According to a report by Bloomberg News, private equity fund manager and technology financier Alex Slusky came under pressure some years ago to put to work the $1.2 billion he had raised to rescue struggling software companies.

By 2012, however, a number of investors — which included Harvard — were antsy and upset that about half the money remained unused and uncommitted, three people with insight into the situation told Bloomberg News, which continued:

Three Americans on the Caribbean island of St. Croix presented a solution. They had built a network of payday-lending websites, using corporations set up in Belize and the Virgin Islands that obscured their involvement and circumvented U.S. usury laws, according to four former employees of their company, Cane Bay Partners VI LLLP. The sites Cane Bay runs make millions of dollars a month in small loans to desperate people, charging more than 600 percent interest a year, said the ex-employees, who asked not to be identified for fear of retaliation.

In the end, one of the nation’s oldest institutions of higher learning, which educated U.S. presidents, world leaders, American heroes and founding fathers, had become involved in the rancid payday loan business, sharking for low-income, desperate people.

Crackdown has driven the business online

Bloomberg reported that Slusky’s fund, called Vector Capital IV LP, bought into Cane Bay early 2013, say witnesses, one of whom — an ex-Vector employee — said that the private equity company did not inform investors that the firm had entered the payday loan business, in which borrowers repay loans from their next paycheck.

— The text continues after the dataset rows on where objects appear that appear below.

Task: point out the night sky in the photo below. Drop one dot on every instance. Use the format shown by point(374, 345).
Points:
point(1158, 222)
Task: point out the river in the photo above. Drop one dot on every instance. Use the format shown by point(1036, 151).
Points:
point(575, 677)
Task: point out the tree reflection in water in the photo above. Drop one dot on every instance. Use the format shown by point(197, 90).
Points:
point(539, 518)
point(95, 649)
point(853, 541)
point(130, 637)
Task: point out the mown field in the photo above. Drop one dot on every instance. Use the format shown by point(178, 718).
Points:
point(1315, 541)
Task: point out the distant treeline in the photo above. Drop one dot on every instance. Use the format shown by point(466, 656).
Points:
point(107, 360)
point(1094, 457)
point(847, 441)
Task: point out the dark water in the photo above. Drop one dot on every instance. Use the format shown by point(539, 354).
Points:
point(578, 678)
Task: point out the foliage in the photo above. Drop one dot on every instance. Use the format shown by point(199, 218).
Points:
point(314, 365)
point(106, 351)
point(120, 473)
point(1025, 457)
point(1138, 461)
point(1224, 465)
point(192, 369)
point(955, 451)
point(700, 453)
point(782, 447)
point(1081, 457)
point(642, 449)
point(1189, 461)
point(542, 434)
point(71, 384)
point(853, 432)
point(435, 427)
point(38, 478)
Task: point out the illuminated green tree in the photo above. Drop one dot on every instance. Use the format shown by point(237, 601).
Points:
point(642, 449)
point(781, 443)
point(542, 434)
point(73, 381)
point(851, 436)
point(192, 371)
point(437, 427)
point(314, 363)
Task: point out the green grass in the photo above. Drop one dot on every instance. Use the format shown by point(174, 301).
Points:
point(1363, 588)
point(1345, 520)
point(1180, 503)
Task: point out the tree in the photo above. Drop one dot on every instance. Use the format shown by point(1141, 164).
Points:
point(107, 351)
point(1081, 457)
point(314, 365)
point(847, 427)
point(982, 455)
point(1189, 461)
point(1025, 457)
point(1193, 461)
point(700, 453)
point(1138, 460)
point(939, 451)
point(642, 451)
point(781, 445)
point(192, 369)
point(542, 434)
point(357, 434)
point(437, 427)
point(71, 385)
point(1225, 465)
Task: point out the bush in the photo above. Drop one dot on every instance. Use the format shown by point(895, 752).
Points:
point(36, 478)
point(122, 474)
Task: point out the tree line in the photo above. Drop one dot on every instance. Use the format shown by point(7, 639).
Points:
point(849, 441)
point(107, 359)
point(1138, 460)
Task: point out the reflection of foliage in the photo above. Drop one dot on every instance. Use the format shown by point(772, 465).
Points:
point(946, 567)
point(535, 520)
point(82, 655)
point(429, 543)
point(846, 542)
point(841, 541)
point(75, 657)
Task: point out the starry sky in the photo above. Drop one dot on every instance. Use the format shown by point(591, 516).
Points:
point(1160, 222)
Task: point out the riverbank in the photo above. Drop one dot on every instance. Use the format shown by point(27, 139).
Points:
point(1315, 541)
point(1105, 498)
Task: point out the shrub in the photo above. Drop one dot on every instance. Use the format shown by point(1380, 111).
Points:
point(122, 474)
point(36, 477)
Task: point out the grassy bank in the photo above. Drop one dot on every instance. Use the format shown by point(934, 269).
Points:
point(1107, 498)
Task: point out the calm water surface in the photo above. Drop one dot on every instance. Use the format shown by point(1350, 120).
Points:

The equity firm’s investment in Cane Bay demonstrates the draw of the payday loan business and its criminally high rates of return, though most states have now restricted its business or banned it altogether to protect consumers from the predatory practices.

The crackdown on brick-and-mortar lenders has driven the desperate online, however; now, internet payday lending in the U.S. has doubled in size and scope since 2008 and now stands at a whopping $16 billion annually. Half of that amount is made by lenders based in offshore havens or those affiliated with Native American tribes in the United States who point out that state laws do not apply to them since they are on federal reservations, John Hecht, an analyst with the Jefferies Group in San Francisco told the financial news website.

“A lot of these businesses, they run it just knowing that there’s regulatory risk and they may have to terminate the business,” Hecht told Bloomberg.

A spokesman for Cane Bay in New York City, Ronn Torossian, told Bloomberg that the firm does not make payday loans but instead provides services to financial companies.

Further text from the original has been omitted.